Karina scoffed. "Then what do you call this?" she snapped, gesturing between him and Kendra. "What do you call showing up with her every day, carrying her stuff, acting like she's the only girl in this entire school?"
Silence pooled.
His next words came out like they'd been pulled from somewhere deep and inevitable.
"I call it what it is," he said.
He stepped slightly to the side, so he was no longer partly behind Kendra, but next to her.
His hand stayed at her waist.
His jaw was set.
His eyes were tired and fierce at the same time.
"Kendra didn't replace you," he said to Karina, to the crowd, to the whole damn hallway. "She didn't take anything from you. Because what she is to me…"
His throat worked.
Robin and Antonio went still.
Two of his other friends sucked in a breath, like they knew what was coming.

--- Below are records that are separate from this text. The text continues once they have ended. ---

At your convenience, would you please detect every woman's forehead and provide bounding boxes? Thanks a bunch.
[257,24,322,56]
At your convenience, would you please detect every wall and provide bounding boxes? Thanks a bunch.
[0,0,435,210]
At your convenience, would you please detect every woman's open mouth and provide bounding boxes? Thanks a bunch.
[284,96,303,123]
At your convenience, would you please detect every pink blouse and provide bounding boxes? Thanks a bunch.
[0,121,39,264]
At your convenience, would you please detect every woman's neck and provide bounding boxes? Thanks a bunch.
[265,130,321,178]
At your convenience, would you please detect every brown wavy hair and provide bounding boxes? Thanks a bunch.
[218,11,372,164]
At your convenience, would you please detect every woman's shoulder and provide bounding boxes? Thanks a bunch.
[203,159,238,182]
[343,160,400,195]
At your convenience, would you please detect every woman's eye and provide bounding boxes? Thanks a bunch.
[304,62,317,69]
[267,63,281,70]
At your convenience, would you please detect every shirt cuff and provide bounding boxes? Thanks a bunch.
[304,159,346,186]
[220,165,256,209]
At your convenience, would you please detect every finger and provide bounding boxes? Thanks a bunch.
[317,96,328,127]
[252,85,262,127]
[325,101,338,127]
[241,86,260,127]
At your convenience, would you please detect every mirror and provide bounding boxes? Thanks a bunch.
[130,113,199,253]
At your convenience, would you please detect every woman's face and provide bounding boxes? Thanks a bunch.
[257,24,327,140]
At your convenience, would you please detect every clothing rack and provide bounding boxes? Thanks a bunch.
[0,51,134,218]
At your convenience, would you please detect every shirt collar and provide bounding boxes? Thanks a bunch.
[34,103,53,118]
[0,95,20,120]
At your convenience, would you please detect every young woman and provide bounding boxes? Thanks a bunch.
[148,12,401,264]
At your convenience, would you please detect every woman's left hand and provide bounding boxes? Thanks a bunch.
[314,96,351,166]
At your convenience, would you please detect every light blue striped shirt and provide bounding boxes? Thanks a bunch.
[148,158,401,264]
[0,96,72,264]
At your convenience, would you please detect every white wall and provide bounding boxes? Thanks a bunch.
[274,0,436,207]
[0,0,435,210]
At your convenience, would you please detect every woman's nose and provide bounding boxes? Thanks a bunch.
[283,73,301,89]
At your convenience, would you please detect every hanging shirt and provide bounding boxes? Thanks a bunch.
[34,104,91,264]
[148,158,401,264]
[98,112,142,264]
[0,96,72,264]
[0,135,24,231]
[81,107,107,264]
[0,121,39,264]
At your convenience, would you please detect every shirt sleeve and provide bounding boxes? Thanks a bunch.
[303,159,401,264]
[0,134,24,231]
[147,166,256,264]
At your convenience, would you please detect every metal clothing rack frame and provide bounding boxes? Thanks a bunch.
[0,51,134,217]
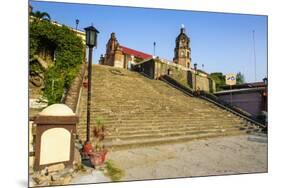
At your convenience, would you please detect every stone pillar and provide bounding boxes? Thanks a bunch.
[34,104,79,170]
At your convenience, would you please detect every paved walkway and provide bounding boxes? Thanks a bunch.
[72,135,267,184]
[109,135,267,180]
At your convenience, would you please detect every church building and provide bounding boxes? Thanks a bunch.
[173,25,191,69]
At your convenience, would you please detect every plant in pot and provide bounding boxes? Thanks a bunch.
[89,117,107,167]
[83,76,88,88]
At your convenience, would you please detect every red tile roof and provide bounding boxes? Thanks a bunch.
[120,46,152,59]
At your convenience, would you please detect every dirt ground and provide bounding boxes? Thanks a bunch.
[71,135,267,184]
[106,135,267,180]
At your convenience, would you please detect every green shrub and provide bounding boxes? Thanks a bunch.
[105,160,125,181]
[29,20,84,104]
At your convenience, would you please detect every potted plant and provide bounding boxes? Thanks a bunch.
[83,76,88,88]
[89,117,107,166]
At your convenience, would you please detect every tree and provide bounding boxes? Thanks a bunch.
[236,72,245,84]
[31,11,51,21]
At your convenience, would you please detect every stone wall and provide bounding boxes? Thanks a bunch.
[134,58,215,92]
[154,60,215,92]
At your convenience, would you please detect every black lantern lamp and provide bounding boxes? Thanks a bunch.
[262,78,267,86]
[83,26,99,156]
[194,63,197,73]
[75,19,79,30]
[85,26,99,48]
[194,63,197,91]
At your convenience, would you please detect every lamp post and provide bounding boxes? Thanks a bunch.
[84,26,99,154]
[75,19,79,30]
[262,78,268,111]
[194,63,197,91]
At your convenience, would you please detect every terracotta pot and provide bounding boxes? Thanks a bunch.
[83,80,88,88]
[82,142,93,155]
[90,150,107,166]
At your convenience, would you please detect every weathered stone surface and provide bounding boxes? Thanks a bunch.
[73,148,82,165]
[32,174,49,185]
[77,65,254,151]
[48,163,65,173]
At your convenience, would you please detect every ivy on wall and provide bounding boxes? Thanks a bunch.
[29,20,84,104]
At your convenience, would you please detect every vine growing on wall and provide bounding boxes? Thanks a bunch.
[29,20,84,104]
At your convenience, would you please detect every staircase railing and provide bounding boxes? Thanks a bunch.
[159,75,194,97]
[160,75,267,130]
[199,91,267,130]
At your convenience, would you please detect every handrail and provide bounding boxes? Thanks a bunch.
[75,64,86,114]
[199,91,266,128]
[159,75,194,97]
[160,75,266,129]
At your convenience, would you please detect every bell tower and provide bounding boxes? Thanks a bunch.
[173,24,191,68]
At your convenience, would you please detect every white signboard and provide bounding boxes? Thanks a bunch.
[225,73,236,86]
[40,128,71,165]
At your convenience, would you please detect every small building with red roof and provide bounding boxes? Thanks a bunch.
[100,33,152,69]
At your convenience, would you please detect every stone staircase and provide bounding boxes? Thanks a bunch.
[77,65,257,150]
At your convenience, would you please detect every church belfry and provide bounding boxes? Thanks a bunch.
[173,25,191,68]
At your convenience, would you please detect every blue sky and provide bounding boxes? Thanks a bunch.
[31,1,267,82]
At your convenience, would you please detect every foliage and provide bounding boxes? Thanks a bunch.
[29,20,84,104]
[31,11,51,21]
[236,72,245,84]
[105,160,125,181]
[210,72,225,91]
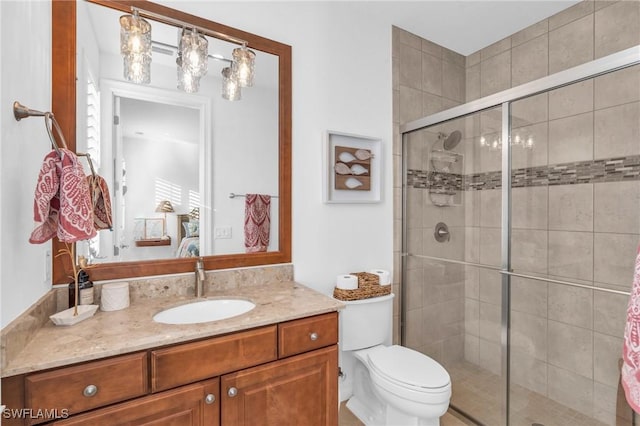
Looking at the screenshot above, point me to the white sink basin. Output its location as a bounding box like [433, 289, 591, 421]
[153, 299, 256, 324]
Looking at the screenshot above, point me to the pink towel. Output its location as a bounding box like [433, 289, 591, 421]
[620, 243, 640, 413]
[29, 149, 96, 244]
[244, 194, 271, 253]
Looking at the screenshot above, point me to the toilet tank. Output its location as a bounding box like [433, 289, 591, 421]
[339, 293, 394, 351]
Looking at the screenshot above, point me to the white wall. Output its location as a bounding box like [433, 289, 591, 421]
[0, 1, 393, 326]
[0, 1, 51, 326]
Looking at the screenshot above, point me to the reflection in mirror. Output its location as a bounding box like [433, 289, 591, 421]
[52, 0, 291, 283]
[76, 2, 279, 264]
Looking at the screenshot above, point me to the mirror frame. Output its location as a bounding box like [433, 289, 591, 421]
[51, 0, 291, 284]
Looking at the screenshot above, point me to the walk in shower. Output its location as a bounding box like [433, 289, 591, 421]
[400, 47, 640, 426]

He met Karina's eyes, then glanced down at Kendra for a flicker of a second.
Finally, he said it.
"She's, my mate."
The word dropped into silence like a stone.
Mate.
The hall went even quieter.
Karina went pale.
His friends stared.
Some kids looked confused.
Others—wolves lurking under human faces, even if Kendra couldn't see it—stiffened.
Kendra's brain stuttered.
Mate?
What?
Like… boyfriend?
Like… partner?
Like… dog?
The word felt heavy in the air, strange and sharp, as if it carried more weight than just something a boyfriend might say when he was being dramatic.

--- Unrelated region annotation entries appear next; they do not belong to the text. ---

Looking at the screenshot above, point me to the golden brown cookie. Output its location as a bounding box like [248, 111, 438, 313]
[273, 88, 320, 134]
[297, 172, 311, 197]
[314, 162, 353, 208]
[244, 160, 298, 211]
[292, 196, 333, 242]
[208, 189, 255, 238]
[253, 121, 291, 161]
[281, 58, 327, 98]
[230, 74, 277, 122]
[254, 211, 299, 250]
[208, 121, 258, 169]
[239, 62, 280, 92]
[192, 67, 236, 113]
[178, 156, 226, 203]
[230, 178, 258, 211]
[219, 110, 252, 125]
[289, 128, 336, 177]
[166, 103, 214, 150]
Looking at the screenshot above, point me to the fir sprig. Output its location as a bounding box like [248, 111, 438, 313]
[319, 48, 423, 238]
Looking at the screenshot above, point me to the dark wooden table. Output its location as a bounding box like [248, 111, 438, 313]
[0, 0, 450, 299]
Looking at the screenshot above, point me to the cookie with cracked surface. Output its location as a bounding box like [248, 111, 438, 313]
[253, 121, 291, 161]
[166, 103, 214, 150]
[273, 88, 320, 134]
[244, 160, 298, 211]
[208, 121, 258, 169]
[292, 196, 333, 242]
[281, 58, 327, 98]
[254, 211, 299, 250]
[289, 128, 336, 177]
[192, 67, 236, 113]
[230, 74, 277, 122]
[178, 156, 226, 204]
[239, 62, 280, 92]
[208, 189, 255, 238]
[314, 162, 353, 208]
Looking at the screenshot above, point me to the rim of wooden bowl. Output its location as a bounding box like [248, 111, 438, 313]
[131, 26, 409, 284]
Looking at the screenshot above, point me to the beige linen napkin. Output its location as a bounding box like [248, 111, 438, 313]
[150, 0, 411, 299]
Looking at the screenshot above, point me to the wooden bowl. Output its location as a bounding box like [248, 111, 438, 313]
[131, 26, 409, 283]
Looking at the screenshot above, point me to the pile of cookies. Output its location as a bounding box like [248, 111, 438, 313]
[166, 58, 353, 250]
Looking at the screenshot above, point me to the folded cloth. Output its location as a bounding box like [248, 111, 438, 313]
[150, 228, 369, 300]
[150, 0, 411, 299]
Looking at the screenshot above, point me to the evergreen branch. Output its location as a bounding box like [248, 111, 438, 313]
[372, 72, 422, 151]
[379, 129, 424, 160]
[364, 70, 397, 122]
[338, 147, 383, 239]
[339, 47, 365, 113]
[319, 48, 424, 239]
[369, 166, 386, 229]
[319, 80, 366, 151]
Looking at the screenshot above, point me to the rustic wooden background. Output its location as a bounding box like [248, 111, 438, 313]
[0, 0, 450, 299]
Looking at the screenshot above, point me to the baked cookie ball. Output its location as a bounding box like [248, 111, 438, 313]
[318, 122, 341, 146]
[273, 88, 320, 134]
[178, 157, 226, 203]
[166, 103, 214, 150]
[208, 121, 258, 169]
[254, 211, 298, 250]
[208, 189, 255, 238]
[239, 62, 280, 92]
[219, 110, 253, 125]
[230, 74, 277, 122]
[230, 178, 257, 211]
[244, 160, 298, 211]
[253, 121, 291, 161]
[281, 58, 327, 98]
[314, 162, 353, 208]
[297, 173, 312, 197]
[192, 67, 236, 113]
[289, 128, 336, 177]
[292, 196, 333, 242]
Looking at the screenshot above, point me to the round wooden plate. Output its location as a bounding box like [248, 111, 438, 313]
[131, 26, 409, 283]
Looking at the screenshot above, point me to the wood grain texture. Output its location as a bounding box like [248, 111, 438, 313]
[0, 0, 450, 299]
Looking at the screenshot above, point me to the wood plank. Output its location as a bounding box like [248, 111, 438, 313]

Karina shook her head, lips curling.
"Don't you dare," she spat. "Don't you dare stand there and say that with her."
Dominic didn't flinch.
He didn't look away.
He just repeated, voice low and absolute,
"She's, my mate."
And for the first time since she'd come to this school, since she'd fallen, since she'd woken up in casts and let him into her life—
Kendra realized there was a whole layer of him she still didn't understand.
And she had just been dragged into the dead center of it.